Configuring Okta Single Sign-On (SSO)
This guide will walk you through configuring the ngrok dashboard to use Okta as an identity provider and enable single sign-on for your ngrok account. This should not be confused with configuring an ngrok edge to allow your application users to log in using Okta.
The requirements for completing this guide are:
- Admin access to create new applications in Okta
- Admin access to edit your ngrok account settings
- An ngrok Enterprise account
Create a new SAML App Integration in Okta
- From the "Applications" menu, click the blue "Create App Integration" button.
- Select "SAML 2.0" and click "Next"
- Give your app a name, and click "Next"
- Enter in temporary values for "Single sign on URL" and "Audience URI" and select "EmailAddress" for "Name ID format" and then click "Next". ngrok requires the username to be in email format.
- Select "I’m an Okta customer adding an internal app" and click "Finish".
Download your SAML App metadata XML
- Navigate to the "Sign On" Tab on the new app and click on "Actions" under the Active SHA-2 certificate
- Click "View IdP metadata".
- In that new window, Select "Save As" from the File menu to save your metadata.xml file for uploading into ngrok in a later step.
Configure Single Sign-On (SSO) for your ngrok account
- Log into your ngrok dashboard and navigate to the "Settings > Account" section in the left navigation menu.
- Select "+ New Identity Provider" button to add a new identity provider.
- Add a helpful description, and then upload the metadata.xml file from Okta into the ngrok dashboard.
- In the Options section, select whether you'd like to allow users to log into the dashboard directly from their Okta dashboard
- Determine if you'd like to enable Just in Time (JiT) provisioning or require invites in order to be added to the account.
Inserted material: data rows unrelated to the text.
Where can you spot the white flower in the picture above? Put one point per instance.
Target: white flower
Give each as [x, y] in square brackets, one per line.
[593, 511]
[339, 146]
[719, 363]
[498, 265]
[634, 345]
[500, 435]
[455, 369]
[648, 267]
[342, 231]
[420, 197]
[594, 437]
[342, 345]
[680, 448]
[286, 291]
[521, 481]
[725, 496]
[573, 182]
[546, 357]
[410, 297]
With JiT provisioning enabled, users that log into ngrok directly from their Okta dashboard will automatically be prompted to join the new account.
- Click "Save". Clicking Save will create the integration and generate the required URLs for your Okta Application.
Add the ngrok generated URLs to your Okta SAML application
- Back in your Okta account, on the "General" tab of your Okta app, click on "Edit" under "SAML Settings"
- Ensure the values are correct, and click "Next"
- Replace the values ngrok provided you. The ACS goes in "Single sign on URL" field and the EntityID in the "Audience URI (SP Entity ID)" field. Then click "Next".
- Click "Finish"
Congratulations, you should now be configured property to log into your ngrok account using Okta!
By default, your ngrok account will still allow users to log in with their existing credentials as well as through Okta ("Mixed Mode"). Once you verify that everything is working properly with your integration, you can enable "SSO Enforced" in the ngrok Dashboard which will require all new users to log in through Okta for their ngrok account.